Intensive
Care Medicine Published: 29
September 2021
Purpose
Hyperglycaemia is an adaptive response to stress commonly
observed in critical illness. Its management remains debated in the intensive
care unit (ICU). Individualising hyperglycaemia management, by targeting the
patient’s pre-admission usual glycaemia, could improve outcome.
Methods
In a multicentre, randomized, double-blind, parallel-group
study, critically-ill adults were considered for inclusion. Patients underwent
until ICU discharge either individualised glucose control by targeting the
pre-admission usual glycaemia using the glycated haemoglobin A1c level at ICU
admission (IC group), or conventional glucose control by maintaining glycaemia
below 180 mg/dL (CC group). A non-commercial web application of a dynamic
sliding-scale insulin protocol gave to nurses all instructions for glucose
control in both groups. The primary outcome was death within 90 days.
Results
Owing to a low likelihood of benefit and evidence of the
possibility of harm related to hypoglycaemia, the study was stopped early. 2075
patients were randomized; 1917 received the intervention, 942 in the IC group
and 975 in the CC group. Although both groups showed significant differences in
terms of glycaemic control, survival probability at 90-day was not
significantly different (IC group: 67.2%, 95% CI [64.2%; 70.3%]; CC group:
69.6%, 95% CI [66.7%; 72.5%]). Severe hypoglycaemia (below 40 mg/dL)
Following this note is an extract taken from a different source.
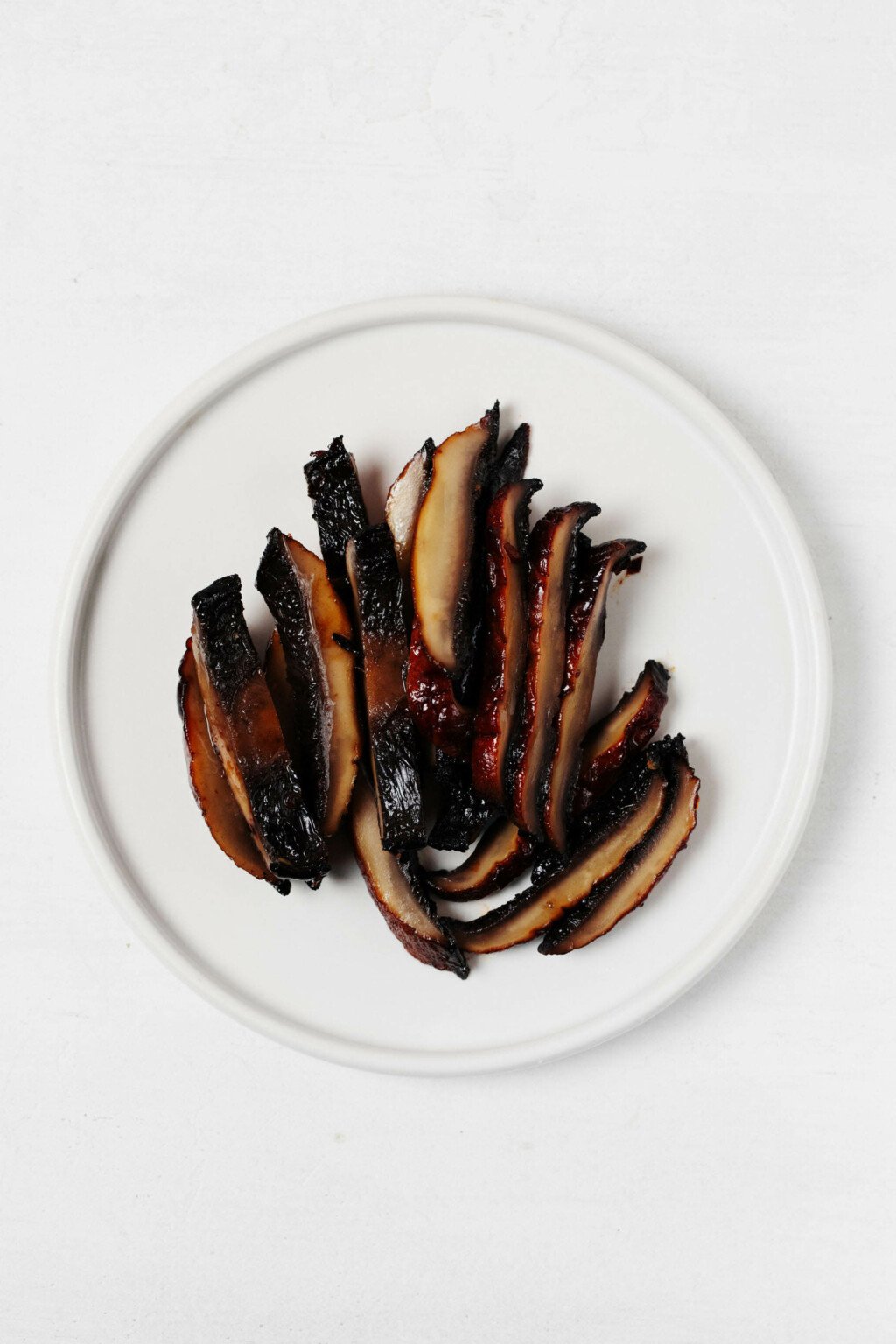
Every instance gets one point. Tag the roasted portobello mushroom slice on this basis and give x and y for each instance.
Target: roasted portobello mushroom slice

occurred in 3.9% of patients in the IC group and in 2.5% of patients in the CC
group (p = 0.09). A post hoc analysis showed for non-diabetic patients a higher
risk of 90-day mortality in the IC group compared to the CC group (HR 1.3, 95%
CI [1.05; 1.59], p = 0.018).
Conclusion
Targeting an ICU patient’s pre-admission usual glycaemia
using a dynamic sliding-scale insulin protocol did not demonstrate a survival
benefit compared to maintaining glycaemia below 180 mg/dL.